Thursday, April 12, 2018

Reboot


            Kim and I have been married almost 29 years, and during that period we have moved 9 times, with #10 due in May or June when we hope our new cottage will become our home. That sounds like a lot, and it is a lot.

            Why do it?

            If left to my own devices, I probably would never move. But Kim is an artist, and she craves change. One way she expresses her creative energy is in creating our home, an art that involves, in her case anyway, much more than the old-fashioned term “homemaker” suggests. I suspect that if she does not feed that craving by creating homes, she will feed it by dumping me.

            Don’t get me wrong here. Though I probably would never move, I am always glad, and grateful to Kim, when we do. Sometimes I just need a boot or a nudge to get me going, much the way Kim has to get me out the door to go birding or exploring. I love it, but my general stability of character brings with it some inertia. As in, “inert,” which my dictionary defines as “having no inherent power of action, motion or resistance.” My lack of resistance serves me well, though, because I benefit from going along with Kim’s creative energy and direction.

            Why move? I looked out the window at the fresh snowfall this morning. The world was transformed. OK, so it wasn’t transformed all that much since we had nearly a foot of snow two days ago, but still – it looked fresh and new, and that was exciting, and the suddenness of the transformation was part of the thrill. (Gradual transformations, such as getting old, are not so thrilling.) My excitement dimmed a bit when I scraped snow off of my car and got some up my sleeve, but my main point remains: transformations can be energizing, and moving usually means a dramatic transformation.
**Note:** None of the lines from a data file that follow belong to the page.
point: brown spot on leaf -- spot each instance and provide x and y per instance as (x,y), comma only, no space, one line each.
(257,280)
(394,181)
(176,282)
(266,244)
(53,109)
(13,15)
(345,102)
            The kind of move that we have experienced, and are anticipating, is a bit like rebooting a computer. While I admit that I don’t really understand what happens when a computer reboots, Wikipedia tells me it means: “To cause a computer to execute its boot process, effectively resetting the computer and causing the operating system to reload, especially after a system failure.” I’m not aware of any “system failure,” unless you count cancer, but I do like the idea of reloading the operating system, which I take to mean our deepest values and the activities that go with them. We love living in our condo here in the old asylum – and it has been an asylum – but Who We Are involves stepping out the door into the woods, working in the garden or whatever landscape we come up with, seeing and photographing our birds and butterflies, and watching the light change during the day. On our last visit to the construction site we saw coyote tracks in the snow, and we know we have a resident fox.

            And we will enjoy the energizing – though probably exhausting – process of rebooting: getting our stuff out of storage, arranging our furniture, setting up office and studio spaces, placing all the kitchen gear, creating new patterns routines: reloading our operating systems.

            I think of what Woody Allen said in Annie Hall: “A relationship, I think, is like a shark, you know? It has to constantly move forward or it dies. And I think what we got on our hands is a dead shark.” Kim and I may be a lot of things, but one thing we are notis a dead shark.